LOL! I've had my fair share of does not wanting the buck I chose for them.


----------



## ksalvagno (Oct 6, 2009)

Fun. What a stinker.


----------



## Pack Goat Girl (Jun 17, 2018)

mariella said:


> Does anyone else have those moments when you want to strangle the herd queen for being the herd queen?


At least ten times a day right now!


----------



## mariella (Feb 23, 2017)

Lol Luna calmed down a bit after I put Oakey up.

Hazel looks *Huge! *should I worry that she's laying down a lot? I have never seen her this big not even with her two sets of twins. She is only 2 months bred but she already looks bigger then when she was about to drop twins.


----------



## mariella (Feb 23, 2017)

Okay update time!
It looks like Patty Marigold and Peony took to their breedings. But I don't know about Luna I am waiting to see is she come back into heat. 

Okay so I have a question  Do goats have false heats? At 35 days post breeding Luna was in a standing heat Oakey didn't seem to interested but did breed her because she was bugging him. Which I found weird because it's not like her to be all over the buck she has always been quite about her heats. 

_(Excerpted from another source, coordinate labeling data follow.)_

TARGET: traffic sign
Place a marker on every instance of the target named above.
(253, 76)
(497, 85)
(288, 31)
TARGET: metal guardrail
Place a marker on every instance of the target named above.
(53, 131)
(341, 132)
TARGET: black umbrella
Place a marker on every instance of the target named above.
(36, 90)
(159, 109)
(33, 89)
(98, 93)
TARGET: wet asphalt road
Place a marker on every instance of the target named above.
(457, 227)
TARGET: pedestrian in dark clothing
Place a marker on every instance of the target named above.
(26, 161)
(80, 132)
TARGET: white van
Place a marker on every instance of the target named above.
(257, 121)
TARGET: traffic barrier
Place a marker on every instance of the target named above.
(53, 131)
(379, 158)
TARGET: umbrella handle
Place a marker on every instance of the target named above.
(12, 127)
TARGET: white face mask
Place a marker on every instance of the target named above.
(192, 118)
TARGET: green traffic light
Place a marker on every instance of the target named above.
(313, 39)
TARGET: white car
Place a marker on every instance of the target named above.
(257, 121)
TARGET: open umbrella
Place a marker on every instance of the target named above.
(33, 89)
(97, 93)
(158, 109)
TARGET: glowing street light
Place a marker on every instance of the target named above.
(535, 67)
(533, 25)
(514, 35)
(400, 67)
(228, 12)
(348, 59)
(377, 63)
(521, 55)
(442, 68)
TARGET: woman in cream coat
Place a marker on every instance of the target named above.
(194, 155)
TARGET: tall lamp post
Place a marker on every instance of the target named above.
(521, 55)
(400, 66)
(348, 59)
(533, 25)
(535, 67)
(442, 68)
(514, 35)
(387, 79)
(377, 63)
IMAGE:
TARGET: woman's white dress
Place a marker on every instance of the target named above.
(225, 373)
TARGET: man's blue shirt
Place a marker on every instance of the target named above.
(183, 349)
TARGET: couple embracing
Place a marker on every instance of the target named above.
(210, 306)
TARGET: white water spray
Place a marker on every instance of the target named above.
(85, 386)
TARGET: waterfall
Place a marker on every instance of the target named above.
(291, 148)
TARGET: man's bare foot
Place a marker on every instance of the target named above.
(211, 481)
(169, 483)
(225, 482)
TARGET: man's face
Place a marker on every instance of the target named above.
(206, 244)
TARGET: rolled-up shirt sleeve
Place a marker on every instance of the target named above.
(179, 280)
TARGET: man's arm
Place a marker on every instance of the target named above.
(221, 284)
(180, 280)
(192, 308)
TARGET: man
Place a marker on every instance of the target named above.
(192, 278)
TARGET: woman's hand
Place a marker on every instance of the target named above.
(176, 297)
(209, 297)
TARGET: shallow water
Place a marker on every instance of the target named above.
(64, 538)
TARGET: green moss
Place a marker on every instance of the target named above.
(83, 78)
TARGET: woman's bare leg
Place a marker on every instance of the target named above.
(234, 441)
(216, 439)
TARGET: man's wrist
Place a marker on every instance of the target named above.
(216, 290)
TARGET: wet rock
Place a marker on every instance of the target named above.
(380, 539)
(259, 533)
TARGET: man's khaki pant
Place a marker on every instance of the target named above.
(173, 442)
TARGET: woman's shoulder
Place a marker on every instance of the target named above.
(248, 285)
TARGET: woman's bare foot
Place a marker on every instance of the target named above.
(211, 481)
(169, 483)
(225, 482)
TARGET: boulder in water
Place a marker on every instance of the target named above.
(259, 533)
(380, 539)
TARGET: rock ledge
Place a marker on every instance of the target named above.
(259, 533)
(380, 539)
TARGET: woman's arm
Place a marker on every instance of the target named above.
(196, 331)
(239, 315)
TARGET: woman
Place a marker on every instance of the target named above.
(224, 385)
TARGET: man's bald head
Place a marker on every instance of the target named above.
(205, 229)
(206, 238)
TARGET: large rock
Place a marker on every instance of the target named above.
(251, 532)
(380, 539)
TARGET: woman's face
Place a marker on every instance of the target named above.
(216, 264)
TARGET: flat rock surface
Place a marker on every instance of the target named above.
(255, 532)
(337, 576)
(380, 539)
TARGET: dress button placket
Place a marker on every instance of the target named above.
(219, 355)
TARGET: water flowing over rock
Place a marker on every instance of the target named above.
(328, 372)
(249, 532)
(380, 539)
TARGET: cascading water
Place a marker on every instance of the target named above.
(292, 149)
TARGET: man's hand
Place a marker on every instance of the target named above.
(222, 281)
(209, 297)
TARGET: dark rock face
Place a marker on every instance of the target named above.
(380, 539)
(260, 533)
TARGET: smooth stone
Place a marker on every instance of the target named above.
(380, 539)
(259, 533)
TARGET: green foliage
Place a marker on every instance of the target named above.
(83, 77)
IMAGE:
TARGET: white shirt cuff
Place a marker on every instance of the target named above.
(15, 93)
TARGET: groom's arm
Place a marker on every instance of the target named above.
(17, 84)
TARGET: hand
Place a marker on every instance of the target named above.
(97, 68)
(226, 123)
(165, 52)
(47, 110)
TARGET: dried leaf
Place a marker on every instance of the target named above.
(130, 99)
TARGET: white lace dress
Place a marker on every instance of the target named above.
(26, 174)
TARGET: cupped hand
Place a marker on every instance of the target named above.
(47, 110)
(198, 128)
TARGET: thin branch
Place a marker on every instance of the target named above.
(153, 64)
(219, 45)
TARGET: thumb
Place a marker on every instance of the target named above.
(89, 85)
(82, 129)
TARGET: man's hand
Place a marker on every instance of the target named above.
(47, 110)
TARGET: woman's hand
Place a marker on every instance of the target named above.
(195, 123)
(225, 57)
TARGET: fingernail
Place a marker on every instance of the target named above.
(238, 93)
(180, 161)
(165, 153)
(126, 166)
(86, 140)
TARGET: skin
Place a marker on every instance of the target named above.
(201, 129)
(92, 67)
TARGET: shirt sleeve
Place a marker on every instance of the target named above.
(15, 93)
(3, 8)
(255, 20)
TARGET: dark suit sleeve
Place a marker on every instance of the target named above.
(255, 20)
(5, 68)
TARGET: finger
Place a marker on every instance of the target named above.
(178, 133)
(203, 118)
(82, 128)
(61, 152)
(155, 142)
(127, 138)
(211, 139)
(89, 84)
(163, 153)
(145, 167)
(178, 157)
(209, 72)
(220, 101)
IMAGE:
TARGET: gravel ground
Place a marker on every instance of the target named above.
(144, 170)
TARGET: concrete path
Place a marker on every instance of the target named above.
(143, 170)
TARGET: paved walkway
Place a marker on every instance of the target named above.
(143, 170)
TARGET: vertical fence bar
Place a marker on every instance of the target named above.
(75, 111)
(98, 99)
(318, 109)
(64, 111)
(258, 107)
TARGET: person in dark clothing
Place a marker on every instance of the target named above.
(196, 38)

And I have new pictures of Hazel!
Hazel isn't laying down as much and doesn't look nearly as big as she did a few weeks ago.


----------



## Goat_Scout (Mar 23, 2017)

Yes, goats can have false heats, although I'm not sure how common it is. Hazel looks great!


----------



## toth boer goats (Jul 20, 2008)

Yes it is not uncommon for goats to have a false heat. They can be bred and then come back in 18 to 21 days later, then take. This can be normal.
However, 35 days later? 
Something may be going on with her, such as lack of hormones or she has other issues.
Is she getting loose salt and minerals free choice?

A vet may be able to check her and maybe help her become regular again. 
Or may find she has worse issues.

Any previous kidding issue?


----------



## mariella (Feb 23, 2017)

Nope she is my best kidder always has them without me there and always has 10-15 pound twins. She was coming into heat regularly every 19-20 days before I bred her then 35 days later she was in heat. She hasn't come back into heat yet and it's been 37 days sens the false heat.

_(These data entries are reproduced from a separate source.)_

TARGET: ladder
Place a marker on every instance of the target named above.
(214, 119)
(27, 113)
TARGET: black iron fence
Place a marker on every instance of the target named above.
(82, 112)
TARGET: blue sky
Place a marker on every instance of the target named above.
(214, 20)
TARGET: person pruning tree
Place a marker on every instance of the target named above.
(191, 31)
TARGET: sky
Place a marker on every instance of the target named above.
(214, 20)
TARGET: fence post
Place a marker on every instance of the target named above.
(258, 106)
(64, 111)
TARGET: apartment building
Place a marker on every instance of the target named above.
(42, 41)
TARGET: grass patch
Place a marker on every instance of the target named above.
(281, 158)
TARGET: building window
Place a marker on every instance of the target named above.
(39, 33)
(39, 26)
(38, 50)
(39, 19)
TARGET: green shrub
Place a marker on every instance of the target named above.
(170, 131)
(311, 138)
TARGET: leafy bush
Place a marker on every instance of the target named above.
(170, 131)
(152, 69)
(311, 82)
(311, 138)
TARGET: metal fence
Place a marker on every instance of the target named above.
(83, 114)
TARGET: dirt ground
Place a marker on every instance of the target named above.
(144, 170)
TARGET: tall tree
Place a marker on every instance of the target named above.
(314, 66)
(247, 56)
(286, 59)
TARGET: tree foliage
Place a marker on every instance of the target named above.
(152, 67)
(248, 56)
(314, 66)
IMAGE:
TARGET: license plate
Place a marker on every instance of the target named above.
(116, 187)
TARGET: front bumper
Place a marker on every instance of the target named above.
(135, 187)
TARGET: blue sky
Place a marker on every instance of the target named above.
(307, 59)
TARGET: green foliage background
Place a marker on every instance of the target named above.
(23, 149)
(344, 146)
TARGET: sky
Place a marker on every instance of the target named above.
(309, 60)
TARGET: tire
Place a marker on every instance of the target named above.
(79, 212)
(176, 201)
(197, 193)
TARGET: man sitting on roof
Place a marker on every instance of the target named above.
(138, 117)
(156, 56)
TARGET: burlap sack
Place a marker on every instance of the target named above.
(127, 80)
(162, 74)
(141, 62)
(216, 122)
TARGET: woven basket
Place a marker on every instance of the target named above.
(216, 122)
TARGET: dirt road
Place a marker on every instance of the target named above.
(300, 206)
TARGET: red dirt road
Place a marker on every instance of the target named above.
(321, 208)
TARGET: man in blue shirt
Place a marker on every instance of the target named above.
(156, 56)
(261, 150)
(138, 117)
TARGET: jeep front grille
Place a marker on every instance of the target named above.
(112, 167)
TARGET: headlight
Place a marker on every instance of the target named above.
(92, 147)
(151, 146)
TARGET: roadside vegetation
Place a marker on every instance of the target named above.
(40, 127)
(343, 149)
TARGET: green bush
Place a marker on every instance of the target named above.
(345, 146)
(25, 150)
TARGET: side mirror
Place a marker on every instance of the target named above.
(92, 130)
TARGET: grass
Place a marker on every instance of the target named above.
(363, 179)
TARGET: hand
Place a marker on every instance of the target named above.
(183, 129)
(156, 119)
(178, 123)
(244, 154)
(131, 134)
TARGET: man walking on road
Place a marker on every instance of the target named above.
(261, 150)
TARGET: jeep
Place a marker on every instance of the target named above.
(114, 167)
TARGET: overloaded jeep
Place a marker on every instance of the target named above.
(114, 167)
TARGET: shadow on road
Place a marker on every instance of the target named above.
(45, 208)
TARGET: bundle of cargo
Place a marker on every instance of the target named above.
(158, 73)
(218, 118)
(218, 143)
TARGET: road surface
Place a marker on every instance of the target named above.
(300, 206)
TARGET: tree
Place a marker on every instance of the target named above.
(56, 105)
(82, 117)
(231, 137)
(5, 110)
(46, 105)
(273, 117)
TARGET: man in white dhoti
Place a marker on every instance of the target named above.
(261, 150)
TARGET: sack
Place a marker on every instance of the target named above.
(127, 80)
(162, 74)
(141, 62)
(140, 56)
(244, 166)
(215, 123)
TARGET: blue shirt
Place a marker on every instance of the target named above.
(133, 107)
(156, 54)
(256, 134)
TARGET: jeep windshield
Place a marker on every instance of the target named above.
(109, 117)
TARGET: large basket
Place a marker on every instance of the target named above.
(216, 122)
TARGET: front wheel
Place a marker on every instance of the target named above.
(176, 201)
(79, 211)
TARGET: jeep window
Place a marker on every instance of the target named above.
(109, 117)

Also if you read above she was very aggressive to the buck and wanted to be the buck and 4 days after that she had the false heat.


----------



## toth boer goats (Jul 20, 2008)

Hmm, could be too she aborted, then came back in? 
Did you ever see any blood?


----------



## mariella (Feb 23, 2017)

Nope no blood. And yes I do give free choice Minerals and sea salt.


----------



## mariella (Feb 23, 2017)

Hazle is looking very pregnant. I think her belly is starting to drop.
Patty's udder is coming in and I think I felt her babies tiny pea like hooves the other day.
I am not sure if Peony is pregnant her belly is still pretty soft. 
Marigold ripped off one of her horn yesterday but her udder is coming in to.
Luna's udder is coming in so I think she took the first time.

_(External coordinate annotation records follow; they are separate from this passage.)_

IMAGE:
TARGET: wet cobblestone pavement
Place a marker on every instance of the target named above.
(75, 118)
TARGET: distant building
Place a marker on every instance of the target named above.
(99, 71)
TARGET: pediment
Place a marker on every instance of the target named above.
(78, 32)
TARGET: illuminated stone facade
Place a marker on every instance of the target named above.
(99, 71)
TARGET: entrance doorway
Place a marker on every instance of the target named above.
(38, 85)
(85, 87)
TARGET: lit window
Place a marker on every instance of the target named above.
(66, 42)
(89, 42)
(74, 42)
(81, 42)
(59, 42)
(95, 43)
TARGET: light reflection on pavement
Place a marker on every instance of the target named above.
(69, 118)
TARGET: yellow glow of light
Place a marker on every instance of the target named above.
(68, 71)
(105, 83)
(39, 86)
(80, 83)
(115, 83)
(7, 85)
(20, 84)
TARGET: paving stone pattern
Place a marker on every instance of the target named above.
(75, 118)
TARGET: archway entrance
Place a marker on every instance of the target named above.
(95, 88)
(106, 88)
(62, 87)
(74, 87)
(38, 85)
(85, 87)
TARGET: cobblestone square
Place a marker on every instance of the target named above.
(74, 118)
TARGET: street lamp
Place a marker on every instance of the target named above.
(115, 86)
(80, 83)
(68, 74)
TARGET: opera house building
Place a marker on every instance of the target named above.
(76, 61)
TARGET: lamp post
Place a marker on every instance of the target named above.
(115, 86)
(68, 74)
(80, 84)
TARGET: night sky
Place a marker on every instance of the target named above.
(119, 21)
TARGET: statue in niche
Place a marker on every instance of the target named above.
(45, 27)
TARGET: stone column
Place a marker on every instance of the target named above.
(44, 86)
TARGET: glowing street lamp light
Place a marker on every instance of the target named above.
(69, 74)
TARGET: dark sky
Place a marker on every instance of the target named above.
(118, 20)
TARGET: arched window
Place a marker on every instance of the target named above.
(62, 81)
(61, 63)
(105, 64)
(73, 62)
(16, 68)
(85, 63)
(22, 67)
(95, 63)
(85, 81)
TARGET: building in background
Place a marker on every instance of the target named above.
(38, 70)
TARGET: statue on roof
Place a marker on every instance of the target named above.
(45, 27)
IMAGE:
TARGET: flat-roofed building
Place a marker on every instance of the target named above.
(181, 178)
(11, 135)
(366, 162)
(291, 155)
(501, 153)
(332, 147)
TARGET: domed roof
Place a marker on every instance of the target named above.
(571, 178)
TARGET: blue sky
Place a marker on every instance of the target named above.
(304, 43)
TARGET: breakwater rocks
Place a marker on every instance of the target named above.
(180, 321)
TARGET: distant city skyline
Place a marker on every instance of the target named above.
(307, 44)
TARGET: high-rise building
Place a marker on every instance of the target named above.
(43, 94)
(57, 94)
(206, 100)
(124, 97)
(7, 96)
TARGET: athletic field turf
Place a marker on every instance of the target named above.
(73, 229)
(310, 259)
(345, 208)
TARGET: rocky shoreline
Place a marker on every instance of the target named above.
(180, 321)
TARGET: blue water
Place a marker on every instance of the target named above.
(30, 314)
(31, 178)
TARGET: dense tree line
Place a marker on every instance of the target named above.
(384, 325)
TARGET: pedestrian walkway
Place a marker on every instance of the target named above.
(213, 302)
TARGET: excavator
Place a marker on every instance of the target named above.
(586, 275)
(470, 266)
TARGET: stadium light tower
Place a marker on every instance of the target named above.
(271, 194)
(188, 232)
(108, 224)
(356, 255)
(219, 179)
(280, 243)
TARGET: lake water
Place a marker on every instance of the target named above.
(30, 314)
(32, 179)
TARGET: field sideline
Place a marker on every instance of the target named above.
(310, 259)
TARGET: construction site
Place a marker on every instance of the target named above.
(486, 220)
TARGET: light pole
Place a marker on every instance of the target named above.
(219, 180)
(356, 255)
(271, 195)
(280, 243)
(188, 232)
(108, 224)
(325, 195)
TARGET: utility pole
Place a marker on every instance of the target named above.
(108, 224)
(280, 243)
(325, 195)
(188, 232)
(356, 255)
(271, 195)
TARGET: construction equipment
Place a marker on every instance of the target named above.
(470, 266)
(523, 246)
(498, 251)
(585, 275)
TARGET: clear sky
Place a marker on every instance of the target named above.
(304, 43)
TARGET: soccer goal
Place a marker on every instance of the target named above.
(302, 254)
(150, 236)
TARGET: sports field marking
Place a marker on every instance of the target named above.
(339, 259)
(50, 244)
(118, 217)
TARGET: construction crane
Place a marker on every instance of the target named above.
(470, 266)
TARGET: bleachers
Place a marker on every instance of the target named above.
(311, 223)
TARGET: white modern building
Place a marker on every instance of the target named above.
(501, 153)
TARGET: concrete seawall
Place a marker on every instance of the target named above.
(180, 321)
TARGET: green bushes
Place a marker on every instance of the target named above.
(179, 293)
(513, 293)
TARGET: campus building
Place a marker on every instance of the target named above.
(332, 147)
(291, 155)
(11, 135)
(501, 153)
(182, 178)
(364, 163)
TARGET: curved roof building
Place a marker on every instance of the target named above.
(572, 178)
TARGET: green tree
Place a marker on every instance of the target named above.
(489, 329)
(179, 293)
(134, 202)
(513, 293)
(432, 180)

And I might have another doe (Toffee) pregnant. I just got her sunday and I didn't know she was running with a buck until I picked her up the people I got her from said they sew the buck interested in her 3 weeks ago so if she's not bred she should come into heat soon. I really don't want her to be bred because she's only 9 months old. She is the last 3 pictures and Hazel is the first 2.


----------



## Goat_Scout (Mar 23, 2017)

Hazel looks close! When is her due date?


----------



## mariella (Feb 23, 2017)

She is due December 12th but she usually has them early so maybe the 7th.


----------



## mariella (Feb 23, 2017)

Here is Hazel today(First 2 pictures) And do you guys think peony is pregnant?(Last picture)


----------



## mariella (Feb 23, 2017)

Also the proud daddy to be checking to see if everyone is pregnant.


----------



## mariella (Feb 23, 2017)

Update!
From 8,am to 1:30,pm Hazel went from a not fully dropped belly to a full dropped belly her udder is a bit firmer but is still not tight and her mucus plug is coming out. So hopefully she will have her babies within 48 hours.


----------



## ksalvagno (Oct 6, 2009)

Good luck!


----------



## toth boer goats (Jul 20, 2008)

Happy kidding.


----------



## SandyNubians (Feb 18, 2017)

Well, anything?


----------



## mariella (Feb 23, 2017)

Nope not yet. I checked her at 9pm and her ligs were soft and she had a bit of discharge where she her ligs were hard at around 5pm I will check her again at 12am.


----------



## mariella (Feb 23, 2017)

Only a tiny bit of difference in her ligs and no change in her udder.


----------



## HoosierShadow (Apr 20, 2010)

Anticipation is torture! Hopefully she decides to kid on her due date today!


----------



## mariella (Feb 23, 2017)

Still nothing! Her ligs are really soft and then they change to pencils and then they get soft again! And her udder was floppy when I had her put up then after I let her out it looked fuller! She is going to drive me nuts with this batch!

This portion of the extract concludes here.